Exxon sees profit rise on refining strength

HOUSTON — It pays to be integrated, Exxon Mobil Corp. executives told investors, as the largest publicly traded oil and gas company beat projected earnings on the strength of its downstream sector.

Exxon said its third-quarter earnings rose 3 percent to $8.07 billion, from $7.87 billion in the same period a year prior. The Irving, Texas-based company reported an earnings per share of $1.89, up from $1.79 in Q3 2013. The tally came in ahead of the $1.70 analysts had projected for the quarter, according to a Bloomberg survey.

The brightest spot for the quarter was the refining sector, which Exxon said contributed to $820 million in earnings as margins rose. The company squeezed more profit from each barrel it produced despite falling oil prices and the gain more than offset a 4.7 percent decrease in third-quarter oil-equivalent production.

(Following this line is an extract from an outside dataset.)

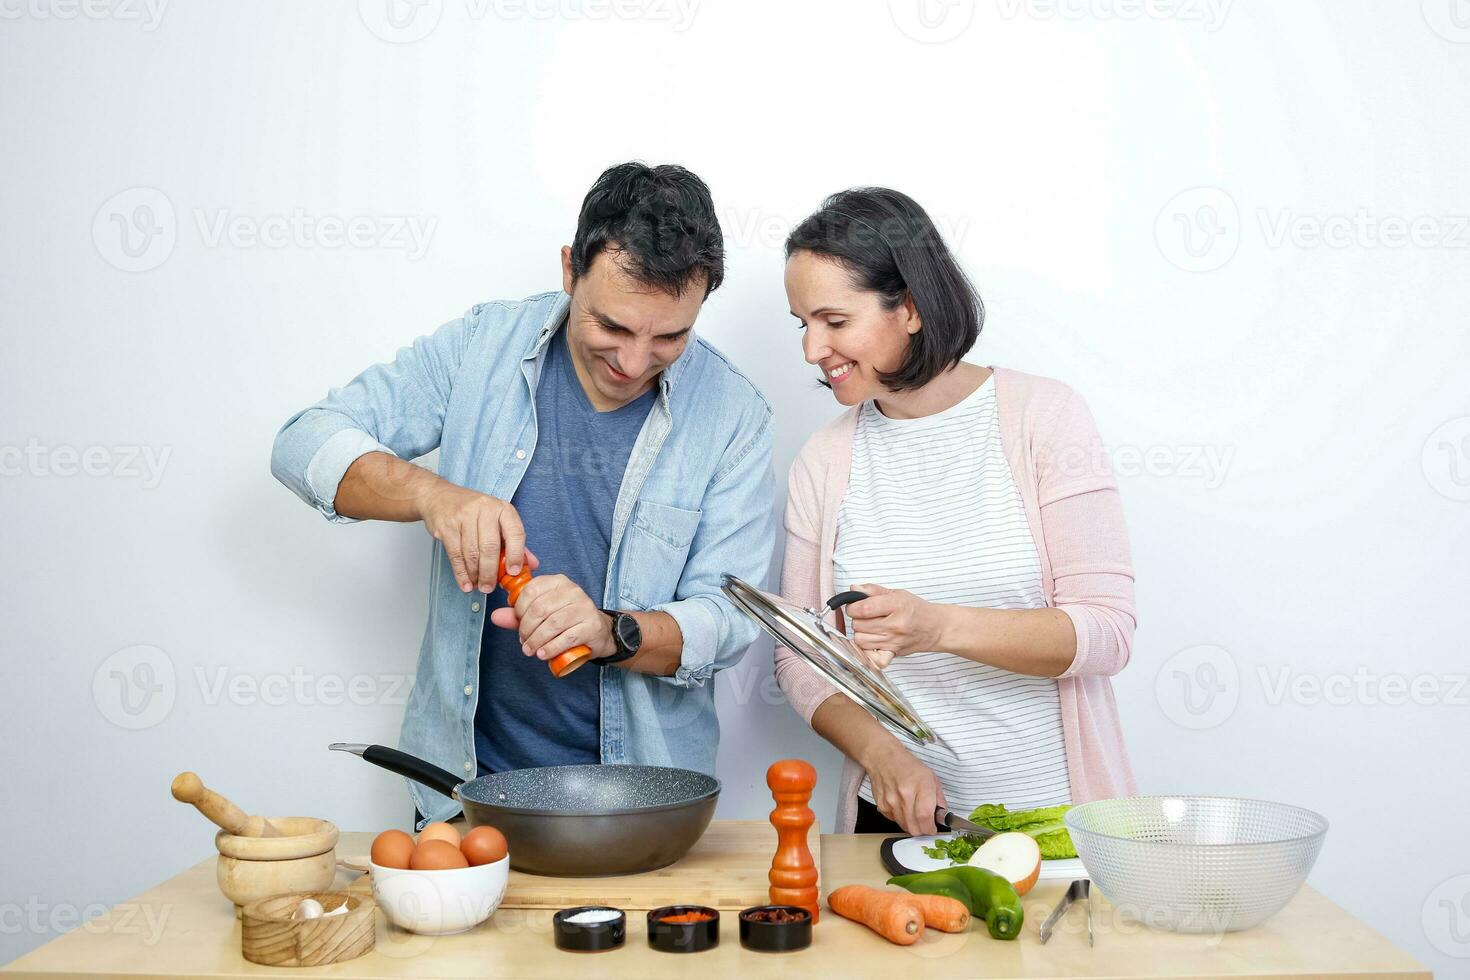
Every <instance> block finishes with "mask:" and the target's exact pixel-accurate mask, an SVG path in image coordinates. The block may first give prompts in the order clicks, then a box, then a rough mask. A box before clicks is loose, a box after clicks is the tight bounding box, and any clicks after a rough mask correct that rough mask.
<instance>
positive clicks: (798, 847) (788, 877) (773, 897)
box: [766, 758, 820, 924]
mask: <svg viewBox="0 0 1470 980" xmlns="http://www.w3.org/2000/svg"><path fill="white" fill-rule="evenodd" d="M766 785H767V786H770V795H772V796H775V799H776V808H775V810H772V811H770V823H772V826H775V827H776V857H775V858H772V861H770V904H772V905H800V907H801V908H804V909H807V911H808V912H811V923H813V924H816V921H817V917H819V915H820V907H819V905H817V867H816V862H814V861H813V860H811V849H810V848H807V830H810V829H811V824H813V823H814V821H816V814H813V813H811V808H810V807H807V802H808V801H810V799H811V790H813V789H814V788H816V785H817V770H816V768H813V767H811V764H810V763H804V761H801V760H800V758H788V760H782V761H779V763H773V764H772V767H770V768H767V770H766Z"/></svg>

In a written statement, Exxon CEO Rex Tillerson said that the earnings growth was “driven by higher margins and improved operations in the downstream and chemical businesses,” and had been “partially offset by the impact of lower upstream realizations.”

Downstream earnings boosted the company’s bottom line by $1.02 billion, up $432 million from last year. The downstream sector was boosted by more volume but held back by foreign currency exchanges and a slight decline in petroleum products sales.

On the upstream side, Exxon saw its U.S. liquid production hold mostly steady at 442,000 barrels per day in Q3 2014 and 423,000 in Q3 2013. U.S. upstream earnings were $207 million higher in 2014 than they were in 2013.

Total liquids production was 2.1 million barrels per day, down from 2.2 million in last year’s third quarter. The expiration of the company’s onshore concession in Abu Dhabi reduced volumes by 148,000 barrels per day, Exxon said. Excluding that, liquids production rose slightly. Third quarter natural gas production was 10 billion cubic feet per day, down 319 million cubic feet per day from 2013.

Exxon executives didn’t appear concerned about falling crude prices. On a call with investors, Jeff Woodbury, Exxon’s vice president of investor relations, said that the company had planned to pull back on capital expenditures for the next few years anyway as its projects matured.

Woodbury said that capital expenditures peaked at $42.5 billion annually in 2013 and will likely fall to less than $37 billion in 2015 through 2017. Exxon’s capital expenditures were $9.8 billion in the quarter, up slightly from the previous quarter but down from $9.9 billion in the same period last year.

The company still expects to grow to about 4.3 million barrels of oil equivalent production per day, he added, as it laid out initially in March.

Exxon’s was trading at $95.98, up 1.62 percent by mid-Friday, as the whole market fared well.

“They’re staying the course,” said Stewart Glickman, an analyst at S&P Capital IQ. ”They have enough financial flexibility to wait out the choppy waters.”